July 3, 2010


14th Sunday - C (July 14, 2010)
Luke 10:1-12, 17-20

The Consolations of Discipleship

Last week, we began reading the second part of Luke's Gospel, and we now find Jesus on his way to Jerusalem.

As he travels, "the Lord appoints seventy-two others whom he sends ahead of him in pairs to every town and place he intends to visit." This plan gives the disciples the first consolation. The mission of the disciples is to prepare the way. A disciple does not have to do it all, from start to finish. A disciple only prepares the way for the master to come and complete the mission. (We, modern disciples, enjoy even a greater consolation in this area. The Risen Lord has already gone before us to wherever we are sent. He is the Lord of all creation, of heaven and earth).

Before the seventy-two departs, Jesus instructs them to pray to the master of the harvest to send out laborers for his harvest. The disciples always have somebody who backs them up. And that somebody is the master of the harvest. The disciples do not go out on their own initiative. The disciples are sent as laborers. And the master of the harvest takes care of both the laborers and the harvest. That gives them the second consolation.

Therefore, the disciples can be sent out "like lambs among wolves." And they do not need money bags, sacks, sandals. The mission is never easy, but they are never left to be on their own.

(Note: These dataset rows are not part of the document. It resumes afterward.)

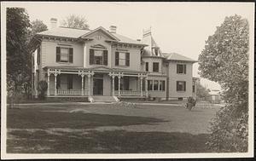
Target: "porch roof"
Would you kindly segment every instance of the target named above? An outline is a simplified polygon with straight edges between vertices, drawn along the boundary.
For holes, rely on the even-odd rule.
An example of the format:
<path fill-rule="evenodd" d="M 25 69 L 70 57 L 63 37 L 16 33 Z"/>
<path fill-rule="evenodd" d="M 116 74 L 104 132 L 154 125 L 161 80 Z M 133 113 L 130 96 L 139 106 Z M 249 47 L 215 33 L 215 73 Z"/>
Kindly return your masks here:
<path fill-rule="evenodd" d="M 70 71 L 95 71 L 95 72 L 128 72 L 128 73 L 147 73 L 147 72 L 142 71 L 135 71 L 130 69 L 122 69 L 122 68 L 110 68 L 105 66 L 96 66 L 96 67 L 90 67 L 84 68 L 83 66 L 48 66 L 44 67 L 44 69 L 62 69 L 62 70 L 70 70 Z"/>

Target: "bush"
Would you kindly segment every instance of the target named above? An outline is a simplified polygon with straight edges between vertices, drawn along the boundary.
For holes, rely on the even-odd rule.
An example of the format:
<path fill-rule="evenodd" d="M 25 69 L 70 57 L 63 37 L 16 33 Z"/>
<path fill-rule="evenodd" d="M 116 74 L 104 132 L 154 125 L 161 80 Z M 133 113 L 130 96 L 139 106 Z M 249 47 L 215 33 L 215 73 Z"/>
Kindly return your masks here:
<path fill-rule="evenodd" d="M 44 100 L 45 99 L 45 92 L 47 91 L 48 85 L 46 81 L 40 81 L 38 83 L 38 97 L 40 100 Z"/>
<path fill-rule="evenodd" d="M 246 152 L 248 141 L 248 114 L 233 116 L 234 105 L 225 106 L 211 123 L 209 141 L 211 150 L 216 152 Z"/>
<path fill-rule="evenodd" d="M 188 102 L 186 103 L 186 108 L 188 108 L 189 111 L 192 110 L 194 106 L 195 106 L 196 104 L 196 100 L 194 99 L 193 97 L 189 97 L 188 98 Z"/>

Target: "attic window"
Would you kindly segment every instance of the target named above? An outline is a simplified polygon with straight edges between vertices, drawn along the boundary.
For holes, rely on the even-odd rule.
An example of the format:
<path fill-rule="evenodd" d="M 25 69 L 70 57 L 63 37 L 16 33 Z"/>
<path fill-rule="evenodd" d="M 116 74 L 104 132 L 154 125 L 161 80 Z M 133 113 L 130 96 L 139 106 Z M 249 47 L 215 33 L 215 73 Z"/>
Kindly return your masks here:
<path fill-rule="evenodd" d="M 154 49 L 154 55 L 158 56 L 158 49 Z"/>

The third consolation comes with the mission itself. The seventy-two return rejoicing because of what they have been able to perform. They, however, forget that the greater consolation is the mission given to them to proclaim to the people, "the kingdom of God is at hand for you."

Yet, that consolation is not even the greatest. Jesus rewards them with the greatest consolation, even greater than the power over the spirits: "Your names are written in heaven."